There is no getting away from it: if you want to breed successful horses you are in for a long-term, sometimes heartbreaking project, especially if you have a vision and a passion like Lynne, who continually strives to improve each generation.

I first wrote about Lynne’s Woodlander Stud around 15 years ago when the then just-getting-to-be-known stud was based on a not exactly horse-friendly Welsh hillside, after a longish drive down a narrow, not exactly horsebox-friendly road. Not even those dark wet Welsh winters in the middle of nowhere could dim Lynne’s enthusiasm and energy, which has proved so infectious and brought in many others to the cause.

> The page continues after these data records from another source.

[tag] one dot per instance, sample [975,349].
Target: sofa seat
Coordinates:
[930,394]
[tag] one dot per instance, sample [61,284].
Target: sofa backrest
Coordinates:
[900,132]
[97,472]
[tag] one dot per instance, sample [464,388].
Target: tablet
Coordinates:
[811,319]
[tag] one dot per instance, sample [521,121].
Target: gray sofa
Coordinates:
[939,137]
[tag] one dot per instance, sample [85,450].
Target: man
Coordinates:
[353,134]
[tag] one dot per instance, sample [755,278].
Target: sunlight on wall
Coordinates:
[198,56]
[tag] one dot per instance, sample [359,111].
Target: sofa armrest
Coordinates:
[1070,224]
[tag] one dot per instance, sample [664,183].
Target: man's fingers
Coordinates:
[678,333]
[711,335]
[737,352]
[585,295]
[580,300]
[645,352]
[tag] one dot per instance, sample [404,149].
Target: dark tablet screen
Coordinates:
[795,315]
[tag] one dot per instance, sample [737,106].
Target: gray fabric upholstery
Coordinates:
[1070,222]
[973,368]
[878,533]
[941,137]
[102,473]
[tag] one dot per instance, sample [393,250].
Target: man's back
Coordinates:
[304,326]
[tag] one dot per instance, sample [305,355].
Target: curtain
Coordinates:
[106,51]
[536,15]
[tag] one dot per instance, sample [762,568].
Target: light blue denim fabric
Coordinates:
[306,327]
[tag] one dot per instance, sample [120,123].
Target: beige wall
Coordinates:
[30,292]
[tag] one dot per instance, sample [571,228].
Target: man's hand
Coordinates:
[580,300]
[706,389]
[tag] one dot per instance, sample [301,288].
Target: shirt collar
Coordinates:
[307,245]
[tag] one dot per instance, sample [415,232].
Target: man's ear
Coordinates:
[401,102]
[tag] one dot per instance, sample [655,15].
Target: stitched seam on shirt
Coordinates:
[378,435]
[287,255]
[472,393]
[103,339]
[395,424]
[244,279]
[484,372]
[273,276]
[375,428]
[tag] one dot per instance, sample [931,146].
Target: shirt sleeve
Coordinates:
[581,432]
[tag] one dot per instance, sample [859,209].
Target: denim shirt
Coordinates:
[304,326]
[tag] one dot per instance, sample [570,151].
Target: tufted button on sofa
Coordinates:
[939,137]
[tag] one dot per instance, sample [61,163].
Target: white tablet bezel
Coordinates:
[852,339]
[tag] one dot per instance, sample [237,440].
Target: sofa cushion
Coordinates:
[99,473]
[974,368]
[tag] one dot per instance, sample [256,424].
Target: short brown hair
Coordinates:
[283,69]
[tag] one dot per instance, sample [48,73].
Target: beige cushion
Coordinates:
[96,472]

A fabulous, friendly host, she has always been incredibly generous with her time, hospitality and knowledge, hosting the stallion shows and training young breeders for example, all of which is amazing considering she also has a “proper”’ job. And of course, she has bred some extremely successful horses and stallions.

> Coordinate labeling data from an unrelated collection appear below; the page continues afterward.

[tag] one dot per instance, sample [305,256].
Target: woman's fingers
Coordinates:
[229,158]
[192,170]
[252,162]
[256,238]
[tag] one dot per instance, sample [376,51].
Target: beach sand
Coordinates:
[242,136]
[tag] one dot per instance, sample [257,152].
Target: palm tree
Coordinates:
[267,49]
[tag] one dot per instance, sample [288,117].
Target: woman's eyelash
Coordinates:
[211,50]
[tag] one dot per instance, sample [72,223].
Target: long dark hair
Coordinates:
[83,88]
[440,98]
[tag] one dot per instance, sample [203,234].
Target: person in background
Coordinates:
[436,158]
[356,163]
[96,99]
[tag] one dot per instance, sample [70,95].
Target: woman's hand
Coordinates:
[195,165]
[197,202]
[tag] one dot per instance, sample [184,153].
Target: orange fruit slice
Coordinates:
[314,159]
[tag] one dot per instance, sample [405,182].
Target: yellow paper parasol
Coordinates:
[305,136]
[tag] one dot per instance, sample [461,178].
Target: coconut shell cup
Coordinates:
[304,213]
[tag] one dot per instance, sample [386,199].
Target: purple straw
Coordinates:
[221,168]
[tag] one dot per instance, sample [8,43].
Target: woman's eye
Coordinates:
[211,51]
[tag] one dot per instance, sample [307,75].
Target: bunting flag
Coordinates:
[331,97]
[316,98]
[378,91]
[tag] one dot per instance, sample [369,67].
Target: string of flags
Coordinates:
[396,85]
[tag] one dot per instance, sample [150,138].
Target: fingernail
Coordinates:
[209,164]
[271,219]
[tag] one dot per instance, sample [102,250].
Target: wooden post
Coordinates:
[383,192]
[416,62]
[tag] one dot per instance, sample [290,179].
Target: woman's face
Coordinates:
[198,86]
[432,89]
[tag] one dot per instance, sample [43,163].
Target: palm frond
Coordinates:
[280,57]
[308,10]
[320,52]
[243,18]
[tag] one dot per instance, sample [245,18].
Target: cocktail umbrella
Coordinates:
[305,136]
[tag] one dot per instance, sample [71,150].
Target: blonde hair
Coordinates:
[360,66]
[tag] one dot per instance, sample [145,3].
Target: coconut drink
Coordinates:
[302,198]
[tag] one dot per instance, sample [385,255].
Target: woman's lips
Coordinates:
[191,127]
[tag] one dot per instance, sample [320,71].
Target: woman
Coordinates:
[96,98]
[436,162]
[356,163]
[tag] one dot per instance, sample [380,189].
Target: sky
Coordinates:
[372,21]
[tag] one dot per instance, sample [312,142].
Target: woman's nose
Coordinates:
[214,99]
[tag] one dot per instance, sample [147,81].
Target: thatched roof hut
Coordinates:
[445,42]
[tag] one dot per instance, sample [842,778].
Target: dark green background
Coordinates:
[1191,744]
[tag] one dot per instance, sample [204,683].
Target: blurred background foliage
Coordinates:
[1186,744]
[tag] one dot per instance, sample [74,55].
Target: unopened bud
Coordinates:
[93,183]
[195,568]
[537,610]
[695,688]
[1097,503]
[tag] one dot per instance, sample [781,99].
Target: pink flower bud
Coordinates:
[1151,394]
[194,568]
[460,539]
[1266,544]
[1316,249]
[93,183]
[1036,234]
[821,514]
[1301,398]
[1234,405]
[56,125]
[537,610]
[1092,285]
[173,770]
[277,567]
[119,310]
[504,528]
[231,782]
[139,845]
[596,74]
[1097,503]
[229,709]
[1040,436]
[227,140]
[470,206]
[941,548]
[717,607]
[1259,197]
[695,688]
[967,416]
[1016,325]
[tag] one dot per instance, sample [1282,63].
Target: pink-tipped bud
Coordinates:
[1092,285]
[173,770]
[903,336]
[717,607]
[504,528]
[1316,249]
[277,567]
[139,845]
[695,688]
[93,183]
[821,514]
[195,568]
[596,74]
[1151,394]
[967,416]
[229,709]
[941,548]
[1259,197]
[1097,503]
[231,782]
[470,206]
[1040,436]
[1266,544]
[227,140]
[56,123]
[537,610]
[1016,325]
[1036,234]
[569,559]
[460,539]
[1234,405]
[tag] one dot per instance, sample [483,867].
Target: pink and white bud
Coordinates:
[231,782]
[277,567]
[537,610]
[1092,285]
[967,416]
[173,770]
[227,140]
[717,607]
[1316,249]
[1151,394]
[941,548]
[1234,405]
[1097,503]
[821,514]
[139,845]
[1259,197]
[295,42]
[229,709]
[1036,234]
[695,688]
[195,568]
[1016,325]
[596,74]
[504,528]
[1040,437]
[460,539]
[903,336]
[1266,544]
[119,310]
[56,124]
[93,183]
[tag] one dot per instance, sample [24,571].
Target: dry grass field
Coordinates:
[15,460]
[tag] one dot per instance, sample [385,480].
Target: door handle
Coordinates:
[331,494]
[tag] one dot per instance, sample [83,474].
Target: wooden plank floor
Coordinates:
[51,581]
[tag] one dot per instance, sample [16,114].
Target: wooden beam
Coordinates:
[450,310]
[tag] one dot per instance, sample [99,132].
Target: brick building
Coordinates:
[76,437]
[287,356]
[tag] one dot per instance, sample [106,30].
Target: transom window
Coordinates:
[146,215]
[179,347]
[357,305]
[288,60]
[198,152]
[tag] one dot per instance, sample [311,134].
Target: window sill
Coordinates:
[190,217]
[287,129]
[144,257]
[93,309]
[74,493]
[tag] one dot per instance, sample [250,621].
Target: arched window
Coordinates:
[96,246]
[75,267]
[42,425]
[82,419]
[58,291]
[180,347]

Trisha Rickards, who won the H&H award for Faerie Dazzler, the outstanding mare of the year, is, like Lynne, another who began breeding competition horses around 30 years ago. Trisha, however, breeds on a much smaller scale, breeding horses for pleasure and others to ride and is relatively unknown outside eventing, which she has loyally supported as an owner/breeder for all that time and more.

Both of these award winners illustrate that there are no short cuts. And at times, the going will get tough. The downside of breeding and horses was also illustrated on the night with the news that Dr Patricia Turner’s four-star horse Trevidden, the winner of the Richard Matson Memorial Trophy, had died just a few days before the event.

Bred by Preci-Spark and bought by Patricia as a four-year-old, Trevidden was ninth at Burghley with Izzy Taylor in his first four-star and ended the year as the highest placed British-bred in the 2017 World Breeding Federation for Sport Horses (WBFSH) rankings. Hopes were high for 2018. Oh yes, breeding and owning horses is tough and awards hard won.

Looking ahead

I am looking forward to the stallion show at Addington in February. It is much easier to be enthusiastic about stallions at the right time of the year — when one is thinking about breeding.

Mid-February feels about right so I hope a) the weather doesn’t scupper the occasion, b) the hard work pays off for the new organisers, and c) there are lots of proper stallions for us to ponder.